Dafür machen wir doch den großen Einsatz, und dafür gibt es die operierenden Einheiten. Dazu gibt es die 100 Polizisten, die Sie in Ihrem Sicherheitspakt gefordert haben; sie sind längst da. Darüber darf ich Sie informieren.
Es sind die 100 BGS-Beamten, die wir für die Drogenbekämpfung einsetzen. Das ist ein großer Erfolg des Innensenators.
Unser Bestreben in 1996 und den folgenden Jahren ist es immer gewesen, die Handlungssicherheit für die Polizei herzustellen und entsprechend aktiv in dieser Frage zu reagieren. Darüber braucht man sich nicht groß zu erheben, sondern nur auf die Tatsachen hinzuweisen, wenn beispielsweise 157 Kilogramm Cannabis, 32 Kilogramm Heroin und so weiter gefunden wurden. Das ist ein ganz aktives Vorgehen der Polizei. Uns vorzuwerfen, wir würden diesen Bereich neben dem anderen Bereich, den Herr Schäfer bereits dargestellt hat, vernachlässigen, ist eine Unverschämtheit und Verkennung der Wirklichkeit.
Ich will noch eine Bemerkung zum Brechmittel machen, weil bei solchen Punkten immer Ablenkungsdebatten geführt werden. Wenn Sie abschrecken wollen, lassen Sie
sich etwas anderes einfallen. Brechmittel sind ein Beweissicherungsinstrument, und sie dienen nicht der Abschrekkung. Das Ganze ist in Frankfurt in den letzten zwei Jahren zwölfmal praktiziert worden. Trotzdem hat Frankfurt die größte neue Drogenszene in der gesamten Bundesrepublik, nämlich die Crackszene. Es schreckt nicht ab, sondern ist eine Scheindebatte, und so sollten wir sie auch führen und qualifizieren.
Es ist bei der CDU immer dasselbe, falsche Fakten und unsicherer falscher Umgang mit der Rechtslage. Sie sind uns unverändert die Aussage darüber schuldig, was in den nächsten Monaten Ihre Drogenpolitik sein wird. Stehen Sie auf der Seite derjenigen, die sich bemühen, in einem schwierigen Umfeld eine klare Politik zu machen und die Probleme schrittweise und punktuell zu lösen, oder wollen Sie dies zu einem Beliebigkeitsthema machen und neue Hektik und immer neue Wendungen hineinbringen?
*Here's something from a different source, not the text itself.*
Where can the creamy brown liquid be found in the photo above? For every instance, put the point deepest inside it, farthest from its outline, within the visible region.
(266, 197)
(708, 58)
Wir brauchen keinen Sicherheitspakt oder derartige Dinge. Solchen unernsten taktischen Sondermüll packen Sie bitte zukünftig anderen Leuten vor die Tür. Wir brauchen einen klaren Kurs, der Durchhaltevermögen erfordert und auch die Bereitschaft, Rückschläge hinzunehmen, und daran arbeiten wir. Ich glaube, daß wir die Drogenpolitik vorantreiben.